The question of who (or what) can enter the physical premises of your business is a pressing one. The days of a simple lock and key are long past, and today advanced digital systems can ensure that access to your buildings is more tightly controlled than ever before.

Through a secure access system, the right to entry can be granted through key-cards, connected to employee’s phones, or even linked to an individual’s biometric data. All of this makes secure 24/7 entry possible – exactly the kind of feature you can find at these cutting-edge serviced offices in Belfast.

3. Eyes Open: Invest in CCTV

It might seem old-fashioned, but CCTV remains an invaluable resource even in a rapidly changing digital landscape. In fact, it goes hand-in-hand with our previous point – protecting the physical boundaries of your business. Studies indicate a marked decrease in crime in places where CCTV is present, as opposed to those without it.

Not only that, but specific types of crime have been observed to fall, including vehicle and property crime. A comprehensive CCTV system can act as a powerful visual deterrent, and a means of providing evidence if a crime should be committed. 

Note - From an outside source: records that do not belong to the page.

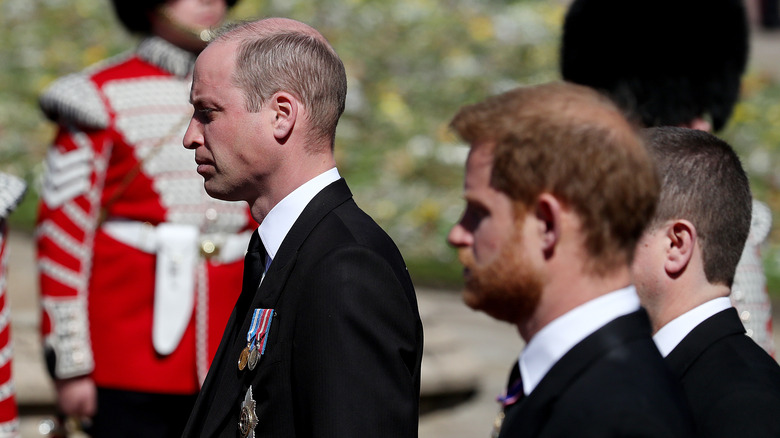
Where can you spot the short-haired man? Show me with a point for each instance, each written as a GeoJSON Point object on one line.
{"type": "Point", "coordinates": [558, 190]}
{"type": "Point", "coordinates": [684, 269]}
{"type": "Point", "coordinates": [330, 342]}
{"type": "Point", "coordinates": [674, 63]}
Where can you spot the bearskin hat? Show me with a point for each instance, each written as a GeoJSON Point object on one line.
{"type": "Point", "coordinates": [134, 14]}
{"type": "Point", "coordinates": [664, 61]}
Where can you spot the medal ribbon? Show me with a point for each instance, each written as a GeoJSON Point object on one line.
{"type": "Point", "coordinates": [262, 329]}
{"type": "Point", "coordinates": [250, 335]}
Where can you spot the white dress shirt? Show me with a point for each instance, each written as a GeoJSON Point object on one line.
{"type": "Point", "coordinates": [559, 336]}
{"type": "Point", "coordinates": [672, 333]}
{"type": "Point", "coordinates": [281, 218]}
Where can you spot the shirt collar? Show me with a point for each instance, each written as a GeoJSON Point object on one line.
{"type": "Point", "coordinates": [559, 336]}
{"type": "Point", "coordinates": [673, 332]}
{"type": "Point", "coordinates": [281, 218]}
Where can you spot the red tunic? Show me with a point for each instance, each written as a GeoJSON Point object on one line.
{"type": "Point", "coordinates": [118, 159]}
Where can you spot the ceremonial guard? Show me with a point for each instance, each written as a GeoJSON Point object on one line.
{"type": "Point", "coordinates": [11, 191]}
{"type": "Point", "coordinates": [139, 267]}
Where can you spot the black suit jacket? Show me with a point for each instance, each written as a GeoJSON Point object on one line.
{"type": "Point", "coordinates": [613, 383]}
{"type": "Point", "coordinates": [345, 344]}
{"type": "Point", "coordinates": [732, 384]}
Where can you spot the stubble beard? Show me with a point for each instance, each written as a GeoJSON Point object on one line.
{"type": "Point", "coordinates": [508, 288]}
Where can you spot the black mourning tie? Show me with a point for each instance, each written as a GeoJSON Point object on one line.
{"type": "Point", "coordinates": [254, 264]}
{"type": "Point", "coordinates": [513, 394]}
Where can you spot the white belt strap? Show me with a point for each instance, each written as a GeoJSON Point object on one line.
{"type": "Point", "coordinates": [176, 247]}
{"type": "Point", "coordinates": [174, 288]}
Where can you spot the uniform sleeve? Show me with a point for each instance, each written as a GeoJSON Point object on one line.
{"type": "Point", "coordinates": [68, 215]}
{"type": "Point", "coordinates": [356, 350]}
{"type": "Point", "coordinates": [11, 191]}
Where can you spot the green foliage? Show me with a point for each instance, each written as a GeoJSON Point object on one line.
{"type": "Point", "coordinates": [410, 63]}
{"type": "Point", "coordinates": [754, 131]}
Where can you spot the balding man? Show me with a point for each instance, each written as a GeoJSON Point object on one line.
{"type": "Point", "coordinates": [325, 339]}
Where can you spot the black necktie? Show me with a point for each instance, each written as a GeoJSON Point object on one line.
{"type": "Point", "coordinates": [254, 264]}
{"type": "Point", "coordinates": [514, 393]}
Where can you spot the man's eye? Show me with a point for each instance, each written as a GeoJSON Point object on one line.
{"type": "Point", "coordinates": [204, 114]}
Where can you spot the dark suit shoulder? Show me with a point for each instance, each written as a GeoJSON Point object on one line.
{"type": "Point", "coordinates": [732, 385]}
{"type": "Point", "coordinates": [613, 383]}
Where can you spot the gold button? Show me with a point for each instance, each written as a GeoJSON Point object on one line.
{"type": "Point", "coordinates": [208, 249]}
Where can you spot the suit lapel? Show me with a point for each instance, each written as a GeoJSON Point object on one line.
{"type": "Point", "coordinates": [716, 327]}
{"type": "Point", "coordinates": [229, 380]}
{"type": "Point", "coordinates": [532, 412]}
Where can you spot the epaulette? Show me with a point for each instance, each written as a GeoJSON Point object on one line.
{"type": "Point", "coordinates": [76, 100]}
{"type": "Point", "coordinates": [11, 192]}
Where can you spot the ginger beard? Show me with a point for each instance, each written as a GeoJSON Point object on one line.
{"type": "Point", "coordinates": [507, 288]}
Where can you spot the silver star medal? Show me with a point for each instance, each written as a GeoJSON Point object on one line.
{"type": "Point", "coordinates": [248, 419]}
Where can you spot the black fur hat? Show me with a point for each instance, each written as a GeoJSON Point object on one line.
{"type": "Point", "coordinates": [665, 61]}
{"type": "Point", "coordinates": [134, 14]}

4. The Dangers of Working from Home?

The past few years of coronavirus restrictions have changed the habits of many workers. When your employees work from home, they use their own office setup – personal computers and domestic internet connections – which could lead to significant gaps in security systems.

Ensuring that employees are working on a secure, designated network will help to plug these gaps and prevent the exposure of sensitive files and information – even from a distance.

5. Data Protection

Data is everywhere. Every online interaction a customer has with your business generates more and more of it, making the question of what to do with it critical.

Customer data has to be treated with the utmost sensitivity and respect, which means your business needs to be up to speed with the complexities of the GDPR (General Data Protection Regulations).

Failure to comply with these rules could lead to serious legal consequences, not to mention a potential loss of integrity for your business.